PV QA 1 - Poster Viewing Q&A 1
SU_30_2306 - Long Term Results of Cs-131 Monotherapy as Definitive Therapy in a Prospectively-Followed Group of Low Risk Localized Prostate Cancer Patients
Sunday, October 21
1:15 PM - 2:45 PM
Location: Innovation Hub, Exhibit Hall 3
Long Term Results of Cs-131 Monotherapy as Definitive Therapy in a Prospectively-Followed Group of Low Risk Localized Prostate Cancer Patients
B. J. Moran Jr, and M. H. Braccioforte; Prostate Cancer Foundation of Chicago, Westmont, IL
Purpose/Objective(s): Cesium-131 has been available as a permanently implantable brachytherapy source since 2005. Published long-term biochemical control rates for the earlier available Iodine-125 and Palladium-103 sources in the treatment of localized prostate cancer have been available prior to the introduction of Cesium-131. As a result, some question remains as to the long-term performance of Cesium-131 in establishing biochemical control in the localized prostate cancer patient relative to the other two radio-isotopes.

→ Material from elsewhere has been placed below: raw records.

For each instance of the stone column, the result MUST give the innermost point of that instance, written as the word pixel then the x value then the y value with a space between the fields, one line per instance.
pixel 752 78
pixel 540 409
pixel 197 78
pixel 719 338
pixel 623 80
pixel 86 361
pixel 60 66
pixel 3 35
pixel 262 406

Materials/Methods: A large prospective database maintained since 2000 was queried for low risk prostate cancer patients treated with Cesium-131 monotherapy prior to 2010 and for whom PSA follow-up data was available. “Low risk” was defined per NCCN guidelines as Gleason 3+3 or less disease at diagnostic biopsy, diagnostic serum PSA <= 10 ng/ml and clinical stage T2a or less.
Results: A total of 261 patients were available for analysis per the query criteria. Mean/median diagnostic PSA were 5.6 / 5.4 ng/ml, respectively. 99% of patients were graded as Gleason 3+3, and clinical stage was T1c in 91%. Median follow-up for the group was 66.9 months. A total of 2,847 follow-up PSA measurements were analyzed for the group, an average of 10.9 per patient. Eighteen (18) patients (7%) underwent three months of hormonal therapy prior to implant for the purpose of gland downsizing. The Phoenix definition was used to score each patient as a failure or censored observation. Failure time was determined at call and no further follow-up data was considered for failed patients. Patients who exhibited no rises or exhibited a “bounce” (a rise above nadir where subsequent PSA profile showed a downward trend) were censored at last follow-up. 10 patients (3.8%) were scored as failures. Kaplan-Meier functions returned BRFS rates of 97% at 5 years (155 at risk); 94% at 8 years (75 at risk); 93% at 9 years (47 at risk), and 90% at 10 years (19 at risk).
Conclusion: This analysis represents the longest followed series of Cesium-131 patients reported to-date. The closely followed and mature nature of this large prospective group of uniformly low risk patients provides strong evidence for the efficacy of Cesium-131 monotherapy in this setting per biochemical endpoint analysis.
Author Disclosure: B.J. Moran: None. M.H. Braccioforte: None.